Directed by: Margarethe von Trotta.
Written by: Pam Katz & Margarethe von Trotta.
Starring: Barbara Sukowa (Hannah Arendt), Axel Milberg (Heinrich Blücher), Janet McTeer (Mary McCarthy), Julia Jentsch (Lotte Köhler), Ulrich Noethen (Hans Jonas), Michael Degen (Kurt Blumenfeld), Nicholas Woodeson (William Shawn), Victoria Trauttmansdorff (Charlotte Beradt), Klaus Pohl (Martin Heidegger), Friederike Becht (Young Hannah Arendt).
Hannah
Arendt is more a film of ideas – and their power – than anything else. In the
film Barbara Sukowa plays famed German-Jew writer/political thinker/philosopher
(although she hated that word)/university professor Hannah Arendt, who in the
early 1960s provoked heated debate, and was condemned from all sides for her
series of articles in the New Yorker than she turned into the book Eichmann in
Jerusalem” about Adolf Eichmann – the Nazi war criminal responsible for
overseeing the trains that took Jews to the Concentration Camps where they were
murdered en masse. After the war, Eichmann escaped Germany on a fake passport
and made his way to Argentina – where eventually the Mossad found him,
kidnapped him and took him back to Israel to stand trial.
Arendt
questioned the legality of kidnapping Eichmann (which is true), but not the
morality of Israel’s standing to put Nazi criminals on trial. She also
criticized the trial as merely a show trial – an excuse for Israel to put
victims of the Holocaust on the stand with the whole world watching, whether or
not they had anything to do with Eichmann’s guilt or innocence. Ultimately
however, Arendt does concur with the verdict against Eichmann – and the death
sentence that came along with it. That wasn’t what got her in trouble.
What
got her in trouble were two separate ideas. The first being her famous phrase
“the banality of evil” to describe Eichmann. To Arendt, she had to find a way
to reconcile the “mediocrity of the man” with the extraordinary evil of his
crimes, ultimately concluding that Eichmann’s greatest crime was his refusal to
think for himself – and when he refused to do that, he gave up his humanity,
and allowed unspeakable atrocities to occur. This came too close to an apology
for Nazis for many, who preferred to see Eichmann and his kind as inhuman
monsters. What got her into even more trouble however was her contention that
the role that Jewish leaders played in the Holocaust helped increase the number
of Jews who were killed by the Nazis. It was part of the trial – and is fairly
well established now – that there were quite a few Jewish leaders, who for
various reasons, collaborated with the Nazis. But back in 1960 – especially in
the intellectual community in New York, which had many Jewish people – who
either escaped with their lives, or knew people who did not – these ideas were
incendiary.
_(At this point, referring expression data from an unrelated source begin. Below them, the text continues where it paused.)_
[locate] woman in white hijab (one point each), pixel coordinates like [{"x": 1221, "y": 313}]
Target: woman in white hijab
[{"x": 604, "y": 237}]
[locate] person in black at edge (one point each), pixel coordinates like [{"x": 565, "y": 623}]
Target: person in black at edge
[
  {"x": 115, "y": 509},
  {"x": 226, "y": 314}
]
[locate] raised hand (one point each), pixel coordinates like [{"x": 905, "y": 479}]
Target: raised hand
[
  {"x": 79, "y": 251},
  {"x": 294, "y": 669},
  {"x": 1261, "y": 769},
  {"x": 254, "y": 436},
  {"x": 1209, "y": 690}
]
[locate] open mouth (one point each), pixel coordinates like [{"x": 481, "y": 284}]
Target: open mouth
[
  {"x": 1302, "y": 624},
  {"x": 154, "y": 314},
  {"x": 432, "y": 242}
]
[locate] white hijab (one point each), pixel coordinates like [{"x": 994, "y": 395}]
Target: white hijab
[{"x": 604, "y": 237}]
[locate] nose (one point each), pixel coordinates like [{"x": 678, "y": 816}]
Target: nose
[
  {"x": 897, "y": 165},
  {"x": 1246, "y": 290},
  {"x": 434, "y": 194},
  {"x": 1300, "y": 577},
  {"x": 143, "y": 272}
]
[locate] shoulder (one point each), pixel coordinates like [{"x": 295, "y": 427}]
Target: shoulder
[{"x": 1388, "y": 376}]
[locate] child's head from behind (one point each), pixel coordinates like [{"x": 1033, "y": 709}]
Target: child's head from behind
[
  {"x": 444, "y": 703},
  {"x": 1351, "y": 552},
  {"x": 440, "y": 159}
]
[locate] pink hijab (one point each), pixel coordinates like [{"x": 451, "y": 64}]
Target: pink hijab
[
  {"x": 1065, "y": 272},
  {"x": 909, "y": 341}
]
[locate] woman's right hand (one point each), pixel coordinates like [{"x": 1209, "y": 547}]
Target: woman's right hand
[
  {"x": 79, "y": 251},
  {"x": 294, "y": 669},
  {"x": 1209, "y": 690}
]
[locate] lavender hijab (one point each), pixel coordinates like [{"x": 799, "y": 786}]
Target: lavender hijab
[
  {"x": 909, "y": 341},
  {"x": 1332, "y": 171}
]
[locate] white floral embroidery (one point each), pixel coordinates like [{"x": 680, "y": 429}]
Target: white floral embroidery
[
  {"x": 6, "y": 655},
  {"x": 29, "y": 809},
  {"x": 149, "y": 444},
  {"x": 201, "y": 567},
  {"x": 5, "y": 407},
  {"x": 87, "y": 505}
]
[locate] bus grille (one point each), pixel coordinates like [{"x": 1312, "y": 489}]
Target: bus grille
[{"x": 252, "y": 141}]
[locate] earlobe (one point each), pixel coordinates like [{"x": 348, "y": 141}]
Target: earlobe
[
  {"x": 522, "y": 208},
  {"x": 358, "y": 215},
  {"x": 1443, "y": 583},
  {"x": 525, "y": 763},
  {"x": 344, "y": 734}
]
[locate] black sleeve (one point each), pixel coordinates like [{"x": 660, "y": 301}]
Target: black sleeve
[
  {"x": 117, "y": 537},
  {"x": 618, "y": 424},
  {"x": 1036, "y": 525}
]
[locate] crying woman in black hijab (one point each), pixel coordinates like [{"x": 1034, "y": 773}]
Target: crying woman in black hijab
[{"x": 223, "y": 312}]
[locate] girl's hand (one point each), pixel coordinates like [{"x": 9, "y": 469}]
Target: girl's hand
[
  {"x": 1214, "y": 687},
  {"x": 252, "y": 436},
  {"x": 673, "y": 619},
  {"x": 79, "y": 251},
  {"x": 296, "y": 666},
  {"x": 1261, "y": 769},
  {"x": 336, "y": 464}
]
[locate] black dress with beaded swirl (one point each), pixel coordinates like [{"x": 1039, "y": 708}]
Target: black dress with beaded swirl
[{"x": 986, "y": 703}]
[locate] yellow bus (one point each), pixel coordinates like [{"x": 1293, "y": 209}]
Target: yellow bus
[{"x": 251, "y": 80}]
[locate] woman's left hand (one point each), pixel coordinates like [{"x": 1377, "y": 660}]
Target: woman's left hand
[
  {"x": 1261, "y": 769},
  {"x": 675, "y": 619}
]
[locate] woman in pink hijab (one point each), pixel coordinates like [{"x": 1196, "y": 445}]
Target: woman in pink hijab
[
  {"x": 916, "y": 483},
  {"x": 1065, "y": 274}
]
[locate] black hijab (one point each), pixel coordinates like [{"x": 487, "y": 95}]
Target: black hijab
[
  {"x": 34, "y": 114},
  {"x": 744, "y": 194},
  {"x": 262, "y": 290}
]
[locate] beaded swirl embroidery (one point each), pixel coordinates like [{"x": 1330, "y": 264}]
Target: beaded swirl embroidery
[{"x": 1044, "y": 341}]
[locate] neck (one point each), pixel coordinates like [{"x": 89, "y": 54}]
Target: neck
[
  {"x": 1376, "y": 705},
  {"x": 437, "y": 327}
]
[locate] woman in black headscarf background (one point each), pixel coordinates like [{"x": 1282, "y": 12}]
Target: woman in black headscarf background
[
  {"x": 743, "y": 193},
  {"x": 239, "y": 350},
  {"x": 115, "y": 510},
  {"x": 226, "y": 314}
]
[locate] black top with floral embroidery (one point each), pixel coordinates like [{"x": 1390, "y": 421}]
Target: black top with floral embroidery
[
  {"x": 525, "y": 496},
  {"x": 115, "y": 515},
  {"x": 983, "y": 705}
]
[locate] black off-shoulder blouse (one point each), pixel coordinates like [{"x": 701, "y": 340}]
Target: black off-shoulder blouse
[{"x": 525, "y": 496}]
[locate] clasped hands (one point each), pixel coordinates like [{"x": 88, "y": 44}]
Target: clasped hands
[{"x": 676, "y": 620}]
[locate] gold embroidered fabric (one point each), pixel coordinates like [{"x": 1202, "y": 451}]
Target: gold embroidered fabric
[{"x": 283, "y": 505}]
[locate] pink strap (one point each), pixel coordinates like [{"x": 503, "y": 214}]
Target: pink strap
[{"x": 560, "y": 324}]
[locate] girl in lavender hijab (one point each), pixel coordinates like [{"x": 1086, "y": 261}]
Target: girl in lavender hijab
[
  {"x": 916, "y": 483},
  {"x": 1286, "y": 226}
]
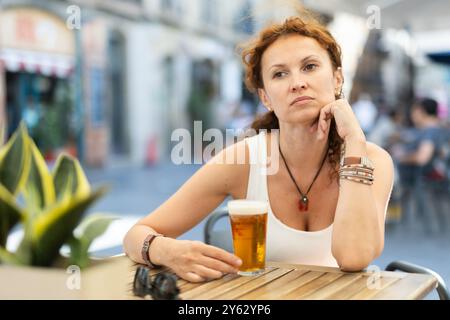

To many, Arendt was making an apology for the Nazis, and blaming
the Jews for their own destruction.
The
film based on these events is at its best when it sticks to Arendt’s ideas –
and the debate that they stirred. Sukowa delivers a fierce, stubborn,
intelligent performance as Arendt – a woman who is fully convinced she is
right, and for most of the runtime of the movie refuses to defend herself or
apologize. She said everything she wanted to say in her writing. The University
where she teaches tries to force her out – but she refuses to go, and has the
support of her students. Israel sends agents to try and convince her to stop
publication of the book – and tell her it will never be published in Israel
(apparently it was eventually translated into Hebrew and published there – but
that was only recently). She loses friends over her book – and is called ugly
names by many, and has her past dragged out (seen in awkward flashbacks) when
she was the student (and according to the movie, the lover) of Martin
Heidegger, the German intellectual, who joined the Nazi party in 1933.
Arendt’s
stirring final speech – in front of her students – where she finally agrees to
defend and explain herself and what she has written is the highlight of the
movie. It will undoubtedly remind many of a courtroom summation – a grand, impassioned
defense of her ideas and ideals.
The
film is less stirring in many of the more personal moments in the film. I did
enjoy the unlikely friendship between Arendt and author Mary McCarthy - played
by the wonderful Janet McTeer – who has an excellent scene where she defends
Arendt. But the portrait of Arendt’s marriage to poet Heinrich Blücher (Axel
Milberg) is less compelling – if only because it takes us away from what is so
compelling in the rest of the movie. The film also takes quite a while to get
going – the first half hour or so seems to be endless parties and discussions
or little consequence. Once Arendt gets to Jerusalem, and starts covering the
Eichmann trial (the movie, wisely, decides to use archival footage of instead
of casting an actor to play him – like Clooney did with McCarthy in Good Night
and Good Luck), the movie becomes far more compelling.
To
some, Hannah Arendt will be an overly talky movie – there is little in the
movie other than talk to be sure. But I found the film fascinating. Co-written
and directed by Margarethe von Trotta, Hannah Arendt finds an interesting way
to tell what seems like a completely un-cinematic story. This is a movie about
intelligent people engaged in intellectual debate – and while that may sound
boring, the result is far from dull.